Pour ce Noël 2016, Snapchat s’est offert la startup israélienne Cimagine Media. Créée en 2012, la jeune entreprise est spécialisée dans l’utilisation de la réalité augmentée (AR) dans le domaine du e-commerce.
Concrètement, ces deux domaines intéressent Snapchat, ce qui justifie l’investissement (compris entre 30 et 40 M$ selon Calcalist News).
Par ailleurs, la solution de Cimagine Media est d’ores et déjà utilisée par plusieurs distributeurs étasuniens ou britanniques, ainsi que par Coca-Cola. Ces belles références donnent encore plus de valeur à la startup.
Une autre raison est que Snapchat acquiert une équipe – et donc des compétences – reconnues : plus de 20 personnes travaillent au sein de Cimagine, dont les quatre fondateurs, considérés comme des pointures de l’AR (Yoni Nevo, Nir Daube, Ozi Egri et Amiram Avraham. Selon TechCrunch, cette nouvelle acquisition va permettre à Snapchat d’aller plus loin dans l’intégration de la réalité augmentée dans son réseau social. Depuis l’été 2016, Snapchat multiplie en effet les expériences d’AR, principalement avec Starbucks (voir ici).

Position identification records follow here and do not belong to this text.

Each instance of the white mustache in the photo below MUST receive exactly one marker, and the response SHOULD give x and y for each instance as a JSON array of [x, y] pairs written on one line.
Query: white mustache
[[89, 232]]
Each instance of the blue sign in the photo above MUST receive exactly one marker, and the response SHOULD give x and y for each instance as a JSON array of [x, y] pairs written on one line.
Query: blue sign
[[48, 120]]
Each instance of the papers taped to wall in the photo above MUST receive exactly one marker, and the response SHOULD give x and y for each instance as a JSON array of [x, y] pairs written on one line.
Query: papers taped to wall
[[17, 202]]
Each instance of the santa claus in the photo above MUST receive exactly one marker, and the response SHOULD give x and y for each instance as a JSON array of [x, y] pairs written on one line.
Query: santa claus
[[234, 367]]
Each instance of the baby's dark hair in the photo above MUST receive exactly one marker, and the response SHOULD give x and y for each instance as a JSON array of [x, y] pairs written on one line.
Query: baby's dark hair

Snapchat plus cher que Twitter ?
Snaptchat (la société s’appelle désormais Snap) ne fait pas cette acquisition aujourd’hui par hasard. Elle intervient en effet quelques mois avant l’introduction en bourse de l’entreprise, prévue pour mars 2017. Selon que l’on se fie à Reuters, à Bloomberg ou à d’autres analystes financiers, l’estimation de la valorisation boursière de Snap va du simple au double. Elle serait en effet comprise entre 20 et 40 milliards de dollars. De son côté, Twitter affiche un prix de vente de 15 milliards de dollars.
Avant cela, Snap aura donc fait de belles emplettes : 9 acquisitions en comptant Cimagine (Seene, Scan.me, Vergence Labs, Looksery, AddLive, Vurb, Bitstrips et Flite, a rappelé ITespresso).
Enfin, pour bien commencer l’année 2017, Snap prépare un levée de fonds impressionnante : 4 milliards de dollars. Une somme rondelette qui pourrait permettre à Snap de compléter ses achats avant son introduction en bourse.